1975 schlug mir eine meiner Tanten bei einem Besuch dieses Lied um meine kindlichen Ohren: "Wenn die Rosen erblühen in Malaga" von Cindy und Bert.
Malaga-Eis ist mir das Liebste. Es ist auffällig, dass sich in dieser Eissorte zwei Sehnsuchtsorte Deutschlands aus den 50er, 60er und 70er Jahren des letzten Jahrhunderts vereinen: Italien als Eis-Paradies und Spanien mit seiner Provinz Andalusien, der Heimat des Malagaweins, einem Süßwein.
Da gibt es
• "Malagena" (an Malaga mit seiner Herkunft angelehnt),
• "Split" (damals Jugoslawien, heute Kroatien, und damals wie heute ein beliebtes Urlaubsziel),
• "Capri" (Trauminsel im Golf von Neapel),
• "Dolomiti" (italienisch für den Gebirgszug der Dolomiten),
• "Irish Love" (ein fast schon herrenwitziger Verweis auf die klischeehaft knisternde erotische Leistungsfähigkeit rothaariger irischer Damen, oder um mit Harry Rowohlt zu sagen: "Ein rostiges Dach lässt auf 'nen feuchten Keller schließen!"),
• noch exotischer wird es mit "Miami Flip" (Florida – noch vor Jan Hammer),
• um schließlich mit "Ko Kos" und "Brauner Bär" eher abstrakt auf nicht genauer spezifizierte Sehnsuchtsorte wie "Südsee" und Medienfiktionen a la "Wilder Westen" zu verweisen.
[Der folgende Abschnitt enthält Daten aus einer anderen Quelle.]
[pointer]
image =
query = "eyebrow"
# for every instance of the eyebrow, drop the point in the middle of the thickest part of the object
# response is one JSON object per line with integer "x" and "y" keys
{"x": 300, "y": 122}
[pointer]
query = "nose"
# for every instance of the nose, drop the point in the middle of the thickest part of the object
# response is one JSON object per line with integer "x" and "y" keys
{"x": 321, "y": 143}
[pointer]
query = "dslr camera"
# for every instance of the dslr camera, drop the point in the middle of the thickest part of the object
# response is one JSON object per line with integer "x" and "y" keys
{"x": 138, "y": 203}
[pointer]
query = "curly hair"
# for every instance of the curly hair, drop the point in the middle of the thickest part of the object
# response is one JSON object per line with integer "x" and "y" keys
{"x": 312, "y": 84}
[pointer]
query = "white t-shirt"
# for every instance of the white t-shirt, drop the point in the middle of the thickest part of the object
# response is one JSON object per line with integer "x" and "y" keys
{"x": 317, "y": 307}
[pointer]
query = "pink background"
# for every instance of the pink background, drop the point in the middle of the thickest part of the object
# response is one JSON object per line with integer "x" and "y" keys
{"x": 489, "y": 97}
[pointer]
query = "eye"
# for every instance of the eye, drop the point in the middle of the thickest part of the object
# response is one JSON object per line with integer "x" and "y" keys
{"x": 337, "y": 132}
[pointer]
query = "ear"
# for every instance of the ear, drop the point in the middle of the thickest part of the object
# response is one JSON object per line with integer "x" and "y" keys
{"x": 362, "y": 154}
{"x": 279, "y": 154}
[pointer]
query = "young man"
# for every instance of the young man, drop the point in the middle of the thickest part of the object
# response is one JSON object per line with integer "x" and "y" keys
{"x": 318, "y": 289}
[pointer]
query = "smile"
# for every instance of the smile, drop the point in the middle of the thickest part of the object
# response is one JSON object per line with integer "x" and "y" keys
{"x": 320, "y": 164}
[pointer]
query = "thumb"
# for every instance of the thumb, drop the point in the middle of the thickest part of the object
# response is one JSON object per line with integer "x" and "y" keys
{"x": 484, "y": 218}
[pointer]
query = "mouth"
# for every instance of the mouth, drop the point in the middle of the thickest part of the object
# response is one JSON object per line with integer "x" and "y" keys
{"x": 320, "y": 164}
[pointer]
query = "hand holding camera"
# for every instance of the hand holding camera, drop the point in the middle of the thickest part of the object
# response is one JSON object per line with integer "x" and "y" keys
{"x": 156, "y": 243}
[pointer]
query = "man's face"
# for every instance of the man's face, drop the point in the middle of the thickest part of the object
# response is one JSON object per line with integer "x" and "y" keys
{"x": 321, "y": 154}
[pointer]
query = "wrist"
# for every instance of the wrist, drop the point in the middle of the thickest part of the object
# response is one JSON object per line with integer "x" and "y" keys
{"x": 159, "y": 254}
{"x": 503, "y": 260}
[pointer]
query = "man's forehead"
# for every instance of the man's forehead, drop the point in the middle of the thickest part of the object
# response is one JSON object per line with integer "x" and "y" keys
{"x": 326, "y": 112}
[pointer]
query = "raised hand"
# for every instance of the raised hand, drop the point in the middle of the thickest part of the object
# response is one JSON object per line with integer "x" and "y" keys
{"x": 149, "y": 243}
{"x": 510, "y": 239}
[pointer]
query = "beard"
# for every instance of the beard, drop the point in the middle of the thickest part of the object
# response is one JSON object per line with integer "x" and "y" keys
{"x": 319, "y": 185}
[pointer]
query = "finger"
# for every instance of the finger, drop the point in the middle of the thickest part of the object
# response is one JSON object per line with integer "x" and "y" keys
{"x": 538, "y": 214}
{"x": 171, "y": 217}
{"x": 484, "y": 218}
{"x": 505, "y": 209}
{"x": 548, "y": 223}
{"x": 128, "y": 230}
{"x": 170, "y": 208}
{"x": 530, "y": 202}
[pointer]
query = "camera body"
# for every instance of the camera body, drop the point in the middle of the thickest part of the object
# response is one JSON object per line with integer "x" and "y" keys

Mit der rasanten Ausbreitung des Massentourismus wurden diese Sehnsuchtsorte aber zunehmend für jeden erreichbar, wodurch sie ihre Funktion als utopische Projektionsfläche verloren und an der massentouristisch-schlichten Realität zerbröselten, so dass sich Langnese genötigt sah, sein Eisproduktportfolio entsprechend zu überarbeiten.
Es ist einsichtig, dass die dafür Verantwortlichen ihre akademische Ausbildung wohl gute zehn Jahre zuvor an Deutschlands Universitäten begonnen haben werden, zur Zeit der sexuellen Befreiung also, und sie waren offenbar fest entschlossen, diesen revolutionären Geist in die Süßspeisenindustrie zu tragen, denn nur so ist zu erklären, was in der Folge über Deutschlands Eislandschaft hereinbrach.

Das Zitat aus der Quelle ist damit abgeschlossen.